Le plan de relance fait parler de lui
Yazhou Zhoukan (Hong Kong)
Lors de la session annuelle du Parlement, le gouvernement a précisé les grandes lignes de sa politique économique. Sa mise en oeuvre suscite bien des débats au sein de l'élite du PC.
Au début du mois de janvier, une dizaine de hauts cadres âgés du Parti communiste ont adressé au secrétaire général Hu Jintao et à chaque membre du Comité permanent une lettre de sept pages, dans laquelle ils émettaient six recommandations pour poursuivre et infléchir le cours des réformes. A l'approche de l'ouverture de la session parlementaire annuelle, cette lettre, désignée sous le nom de "Supplique 09" a circulé dans les milieux politiques et académiques. Commentant le plan de relance économique de 4 000 milliards de yuans [462 milliards d'euros, annoncé début décembre], ils demandaient qu'y soient associés la réalisation d'un processus de démocratisation, la libéralisation de la presse, la garantie d'un environnement tolérant pour l'opinion, l'élargissement de l'espace dévolu aux associations, et d'autre mesures de contrôle et de lutte contre la corruption. Parmi les signataires, on trouvait Li Rui (PHOTO), ancien conseiller du Comité central et ancien vice-ministre de l'Organisation, Zhu Houze, ancien ministre de la Propagande, ou encore Du Daozheng, ancien directeur du Bureau des informations et de l'édition et actuel rédacteur en chef du magazine [réformateur] Yanhuang Chunqiu.

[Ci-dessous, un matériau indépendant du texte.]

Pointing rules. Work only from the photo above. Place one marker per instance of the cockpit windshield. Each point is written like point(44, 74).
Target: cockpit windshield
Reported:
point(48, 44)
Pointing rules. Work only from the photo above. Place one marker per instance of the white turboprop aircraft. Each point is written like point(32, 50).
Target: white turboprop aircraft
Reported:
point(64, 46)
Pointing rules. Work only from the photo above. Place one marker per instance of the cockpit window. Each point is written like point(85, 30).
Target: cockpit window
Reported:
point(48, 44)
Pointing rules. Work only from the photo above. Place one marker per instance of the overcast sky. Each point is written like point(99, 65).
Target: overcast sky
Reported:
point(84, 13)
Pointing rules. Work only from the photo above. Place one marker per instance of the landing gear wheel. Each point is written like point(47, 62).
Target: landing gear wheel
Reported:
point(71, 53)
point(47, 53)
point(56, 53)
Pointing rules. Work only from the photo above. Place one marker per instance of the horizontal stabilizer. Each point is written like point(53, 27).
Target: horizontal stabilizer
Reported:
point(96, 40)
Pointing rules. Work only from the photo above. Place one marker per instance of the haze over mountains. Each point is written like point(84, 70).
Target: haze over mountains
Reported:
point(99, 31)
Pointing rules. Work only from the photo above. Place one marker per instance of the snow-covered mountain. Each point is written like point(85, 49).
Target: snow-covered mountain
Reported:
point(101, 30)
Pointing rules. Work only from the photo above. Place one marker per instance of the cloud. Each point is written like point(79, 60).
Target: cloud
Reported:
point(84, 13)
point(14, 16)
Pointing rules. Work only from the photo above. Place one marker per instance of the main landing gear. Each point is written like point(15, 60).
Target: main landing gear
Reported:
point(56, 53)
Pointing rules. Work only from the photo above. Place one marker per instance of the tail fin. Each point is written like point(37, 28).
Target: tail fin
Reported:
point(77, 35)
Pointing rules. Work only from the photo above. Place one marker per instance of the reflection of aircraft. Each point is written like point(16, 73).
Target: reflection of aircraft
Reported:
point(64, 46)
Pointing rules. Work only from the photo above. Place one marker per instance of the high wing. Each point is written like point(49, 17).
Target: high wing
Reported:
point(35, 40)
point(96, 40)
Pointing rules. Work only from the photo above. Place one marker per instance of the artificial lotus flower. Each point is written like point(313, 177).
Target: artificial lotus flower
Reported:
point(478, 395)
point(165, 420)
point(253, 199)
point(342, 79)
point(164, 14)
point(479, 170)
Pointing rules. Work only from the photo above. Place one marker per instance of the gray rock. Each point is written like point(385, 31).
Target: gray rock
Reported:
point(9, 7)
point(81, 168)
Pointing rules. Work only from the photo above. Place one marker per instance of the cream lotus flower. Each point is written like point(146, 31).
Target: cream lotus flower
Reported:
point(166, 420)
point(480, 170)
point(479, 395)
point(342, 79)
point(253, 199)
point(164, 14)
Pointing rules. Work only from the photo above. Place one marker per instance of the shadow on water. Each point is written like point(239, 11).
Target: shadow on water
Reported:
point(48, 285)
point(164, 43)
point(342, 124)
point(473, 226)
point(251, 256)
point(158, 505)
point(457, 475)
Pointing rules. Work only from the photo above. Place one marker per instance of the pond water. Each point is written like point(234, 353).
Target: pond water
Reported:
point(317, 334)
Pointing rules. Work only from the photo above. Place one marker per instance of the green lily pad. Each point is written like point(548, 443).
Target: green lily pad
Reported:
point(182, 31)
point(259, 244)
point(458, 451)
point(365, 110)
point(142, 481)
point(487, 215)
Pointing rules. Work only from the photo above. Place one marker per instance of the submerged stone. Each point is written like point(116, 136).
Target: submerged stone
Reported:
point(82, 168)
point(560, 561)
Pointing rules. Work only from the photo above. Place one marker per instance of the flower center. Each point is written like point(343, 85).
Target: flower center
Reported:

Peu après le 1er janvier, ces personnalités âgées de 80 à 90 ans, réunies pour un repas, se sont naturellement mises à parler avec animation des affaires du pays, de cette année remplie d'embûches qu'allait être 2009 pour la Chine [du fait de la multiplication d'anniversaires politiquement sensibles], de l'impact qu'aurait la crise économique mondiale sur le pays, des analyses de la direction et des décisions prises pour y remédier.
Tout en approuvant ces dernières, tous, à l'évocation du plan de relance de 4 000 milliards de yuans, ont laissé voir une certaine inquiétude. Les contradictions et les problèmes étant assez nombreux en ce qui concerne la politique démocratique et le système politique, il était à craindre que l'administration ne fournisse des projets de façade, des projets politiquement rentables, et que certains n'en profitent pour détourner des fonds. Même si des mesures de lutte contre la corruption ont été prises, et des fonctionnaires sanctionnés, cette tendance a pris de l'ampleur, atteignant même les hauts cadres. Ils s'en sont tous émus, et sont tous tombés d'accord pour approuver fortement une phrase du Premier ministre Wen Jiabao lors d'une conférence réunissant le monde de l'économie à Zhongnanhai, le siège du pouvoir. "Plus les difficultés sont grandes, plus la démocratie est nécessaire, plus la transparence est nécessaire, plus le contrôle est nécessaire", avait-il déclaré. Sur cette base, ils se sont mis à rédiger leur lettre commune. De l'avis général, ces recommandations sont à la fois positives, constructives et réalisables.
Des propositions réalisables à court terme
Interrogé par Yazhou Zhoukan, Du Guang, ancien enseignant à l'Ecole du Parti et l'un des signataires, explique que "la décision d'un plan de relance pour sauver l'économie est bonne. Chacun s'inquiète quelque peu de savoir si l'argent va pouvoir arriver là où il est destiné et des mesures de contrôle prévues, et c'est pourquoi nous avons écrit cette lettre. Bien sûr, nous avons abordé d'autres questions, comme la liberté d'association, la nécessité de relâcher le contrôle sur les médias, toutes choses que le pouvoir a la possibilité de résoudre. A la différence de la Charte 08, rendue publique fin 2008, dont les propositions ne peuvent être toutes réalisées à court terme. Si le Comité central réfléchit bien, il verra que nos six recommandations sont réalisables, et nous espérons qu'elles seront prises en compte."
"Concilier le principe universel des droits de l'homme avec les particularités fondamentales de la Chine, garantir à l'ensemble des citoyens le droit à une égale participation et à un développement égal de façon à réaliser le mot d'ordre de Hu Jintao - 'placer l'homme au centre' - est une très bonne façon de voir", peut-on lire en préambule de cette lettre. "Gouverner pour le peuple, appliquer et protéger les droits garantis par la Constitution, voilà qui est juste. Compte tenu des conditions particulières à la Chine, les progrès ne peuvent être précipités, le Parti et l'Etat n'en ont pas la capacité, nous le savons. Mais il faut que vous éliminiez les interférences, en particulier celles créées par les groupes d'intérêt qui ne cessent d'oeuvrer en leur propre faveur, et que vous lanciez une nouvelle phase de réformes."